On today’s Diane Rehm Show, a panel of experts discussed the pending energy policy legislation in the US Congress. Karen Wayland, legislative director of the Natural Resources Defense Counsel talked about the need to join the concepts of national security and climate change when discussing energy policy (RealAudio).
From her perspective, these two concerns are tied up together and shouldn’t be separated, in part because if you take energy independence and national security alone, you might think that reliance on coal would be the best option.
“If you go down the path of energy independence separate from considering global warming what you get is the possibility that some of the solutions to energy independence, like coal-to-liquids, actually leads you to higher global warming emissions,” says Wayland.
Wayland and the NRDC don’t want to see “is this jumpstarting of a whole new industry for coal, which is the greatest emitter of carbon dioxide.”
The linkage of concerns about climate change to international security policy is a critical part of an emerging narrative of international relations. For instance, new UN Secretary General Ban Ki-moon has said of the genocide in Sudan, “The Darfur conflict began as an ecological crisis, arising at least in part from climate change.” This is the latest in a long series of attributions of blame for global crises coming from leading international figures. Following the tsunami in the Indian Ocean in 2004, ecumenical faith leaders blamed the extent of the damage on man-made global warming.
Then, as now, I think that using tragedies and conflicts like the tsunami or the Darfur genocide to advance an ideological agenda, like the fight against global warming, is irresponsible. Ban Ki-moon may indeed be right to point out the ecological roots of the Darfur situation. When necessary commodities are scarce, it is not surprising that conflict often arises.
But to connect that particular situation, directly or indirectly, to man-made climate change (driven in large part by Western economies, most especially America) smacks more of opportunism than legitimate and responsible commentary. And if this kind of narrative becomes the dominant one politically, you can expect there to be talk of environmental economic reparations from the industrialized world to the developing world.
Last week, the Southern Baptist Convention issued a statement about global warming that acknowledges the intimate linkages between global concerns about the environment, peace, and prosperity. According to MSNBC, “The SBC statement frames the global warming debate as a moral issue with profound implications for the poor — but does so through a different lens.”
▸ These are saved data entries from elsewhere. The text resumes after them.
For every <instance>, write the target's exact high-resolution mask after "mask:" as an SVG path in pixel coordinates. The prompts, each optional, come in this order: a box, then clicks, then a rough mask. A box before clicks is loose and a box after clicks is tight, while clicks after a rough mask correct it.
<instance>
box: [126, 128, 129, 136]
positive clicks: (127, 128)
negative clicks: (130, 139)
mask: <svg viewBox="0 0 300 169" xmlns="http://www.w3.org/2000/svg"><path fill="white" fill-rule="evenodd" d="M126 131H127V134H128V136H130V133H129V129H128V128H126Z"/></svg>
“Our concern is for the vulnerable communities as well,” said Barrett Duke, vice president for public policy and research with the SBC’s Ethics and Religious Liberty Commission. “But we think if the data is being misinterpreted, and policies are being implemented to reduce the human contributions, those policies are bound to drive up the costs of goods and services for poor and underdeveloped parts of the world.”
Increased and growing poverty and environmental devastation do indeed have profound implications for geo-political relations, and particularly so when the blame flows only one way. But against the narratives of Western oppression and victimization of the developing world, we need to better understand and articulate the positive aspects of a globalized, interdependent, and interconnected political and social economy.